NanoReviser: An Error-correction Tool for Nanopore Sequencing Based on a Deep Learning Algorithm

Introduction
Requirements
Version
Installation
Usage
- NanoReviser.py
- NanoReviser_train.py
Examples
- For basecalling revising
- For training NanoReviser
Citation
Contact

Introduction

Nanopore sequencing is regarded as one of the most promising third-generation sequencing (TGS) technologies. However, the nanopore sequencing reads are susceptible to a fairly high error rate owing to the difficulty in identifying the DNA bases from the complex electrical signals. Here we proposed a DNA basecalling reviser, NanoReviser, based on a deep learning algorithm to correct the basecalling errors introduced by current basecallers provided by default. In our module, we re-segmented the raw electrical signals based on the basecalled sequences provided by the default basecallers. By employing convolution neural networks (CNNs) and bidirectional long short-term memory (Bi-LSTM) networks, we took advantage of the information from the raw electrical signals and the basecalled sequences from the basecallers.

NanoReviser, as a post-basecalling reviser, significantly improving the basecalling quality.
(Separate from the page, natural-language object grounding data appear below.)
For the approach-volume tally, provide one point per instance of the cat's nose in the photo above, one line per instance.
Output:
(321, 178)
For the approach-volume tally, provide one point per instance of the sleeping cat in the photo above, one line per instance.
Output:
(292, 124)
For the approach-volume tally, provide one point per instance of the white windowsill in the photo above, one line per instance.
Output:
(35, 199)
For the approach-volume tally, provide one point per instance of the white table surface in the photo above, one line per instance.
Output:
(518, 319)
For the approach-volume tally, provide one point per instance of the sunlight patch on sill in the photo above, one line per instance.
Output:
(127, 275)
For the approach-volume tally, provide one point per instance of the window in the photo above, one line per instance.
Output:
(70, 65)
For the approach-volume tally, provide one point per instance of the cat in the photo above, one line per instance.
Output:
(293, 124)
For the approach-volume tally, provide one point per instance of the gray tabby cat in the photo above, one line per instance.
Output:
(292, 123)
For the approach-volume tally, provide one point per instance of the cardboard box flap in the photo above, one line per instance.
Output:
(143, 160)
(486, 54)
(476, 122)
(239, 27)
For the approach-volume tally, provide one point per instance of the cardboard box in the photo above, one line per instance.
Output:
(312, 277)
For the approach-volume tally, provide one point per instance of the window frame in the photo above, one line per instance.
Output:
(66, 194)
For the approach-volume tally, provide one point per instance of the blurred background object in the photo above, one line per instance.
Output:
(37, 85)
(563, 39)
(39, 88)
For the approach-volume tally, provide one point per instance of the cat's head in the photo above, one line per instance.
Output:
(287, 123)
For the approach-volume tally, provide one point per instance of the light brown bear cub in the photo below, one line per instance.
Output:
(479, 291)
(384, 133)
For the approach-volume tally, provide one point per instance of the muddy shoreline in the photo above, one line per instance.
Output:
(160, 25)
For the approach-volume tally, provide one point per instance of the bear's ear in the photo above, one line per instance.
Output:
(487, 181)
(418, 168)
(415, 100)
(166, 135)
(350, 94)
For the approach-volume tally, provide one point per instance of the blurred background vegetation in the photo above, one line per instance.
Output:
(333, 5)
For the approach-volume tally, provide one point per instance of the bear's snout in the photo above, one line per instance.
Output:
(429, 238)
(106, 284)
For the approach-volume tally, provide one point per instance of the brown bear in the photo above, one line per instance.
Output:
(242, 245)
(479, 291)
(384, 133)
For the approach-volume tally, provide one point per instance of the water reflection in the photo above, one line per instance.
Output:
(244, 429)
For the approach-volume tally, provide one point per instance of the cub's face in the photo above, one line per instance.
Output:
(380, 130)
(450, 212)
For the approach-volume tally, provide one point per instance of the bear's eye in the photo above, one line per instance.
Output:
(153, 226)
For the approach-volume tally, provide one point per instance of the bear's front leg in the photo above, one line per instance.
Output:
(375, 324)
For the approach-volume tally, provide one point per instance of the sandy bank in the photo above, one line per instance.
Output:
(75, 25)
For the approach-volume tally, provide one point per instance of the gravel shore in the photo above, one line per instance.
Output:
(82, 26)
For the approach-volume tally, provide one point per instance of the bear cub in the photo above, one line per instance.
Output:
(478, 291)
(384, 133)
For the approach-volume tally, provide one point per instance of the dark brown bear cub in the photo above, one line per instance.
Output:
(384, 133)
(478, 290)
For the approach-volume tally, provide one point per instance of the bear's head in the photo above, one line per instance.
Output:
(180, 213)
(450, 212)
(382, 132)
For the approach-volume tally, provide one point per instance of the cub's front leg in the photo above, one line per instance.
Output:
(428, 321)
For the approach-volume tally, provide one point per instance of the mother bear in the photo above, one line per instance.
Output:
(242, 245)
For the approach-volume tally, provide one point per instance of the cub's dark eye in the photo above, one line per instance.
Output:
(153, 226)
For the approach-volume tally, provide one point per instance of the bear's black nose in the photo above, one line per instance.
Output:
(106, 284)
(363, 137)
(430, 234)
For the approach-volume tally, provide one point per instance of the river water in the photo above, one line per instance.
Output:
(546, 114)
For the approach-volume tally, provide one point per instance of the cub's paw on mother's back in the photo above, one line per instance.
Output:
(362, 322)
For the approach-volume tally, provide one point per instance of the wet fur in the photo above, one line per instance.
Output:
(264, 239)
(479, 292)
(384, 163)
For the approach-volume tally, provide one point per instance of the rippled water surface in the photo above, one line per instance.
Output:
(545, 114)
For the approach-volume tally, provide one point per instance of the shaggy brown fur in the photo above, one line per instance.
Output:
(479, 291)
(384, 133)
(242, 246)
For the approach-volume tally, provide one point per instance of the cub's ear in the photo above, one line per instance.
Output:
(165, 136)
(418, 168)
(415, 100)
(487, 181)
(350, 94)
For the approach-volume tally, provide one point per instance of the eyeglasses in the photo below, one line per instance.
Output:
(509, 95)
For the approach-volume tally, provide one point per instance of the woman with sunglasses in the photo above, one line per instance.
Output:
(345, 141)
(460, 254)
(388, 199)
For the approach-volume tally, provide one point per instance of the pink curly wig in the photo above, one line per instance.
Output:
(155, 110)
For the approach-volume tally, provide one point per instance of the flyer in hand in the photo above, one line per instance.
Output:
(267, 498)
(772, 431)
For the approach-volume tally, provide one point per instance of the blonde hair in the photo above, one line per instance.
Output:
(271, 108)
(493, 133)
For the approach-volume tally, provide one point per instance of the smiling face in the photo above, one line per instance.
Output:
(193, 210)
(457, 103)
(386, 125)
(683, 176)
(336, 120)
The NanoReviser package is freely available at https://github.com/pkubioinformatics/NanoReviser.

Requirements

Version

NanoReviser 1.0 (Tested on MacOS 10.11 and Linux_64 CentOS 7)

Installation

Install NanoReviser using git

clone NanoReviser package

$ git clone https://github.com/pkubioinformatics/nanoreviser.git

change directory to NanoReviser

$ cd nanoreviser

If you currently have TensorFlow installed on your system, we would advise you to create a virtual environment to install NanoReviser. If you want to do so, we recommend the user-friendly Anaconda.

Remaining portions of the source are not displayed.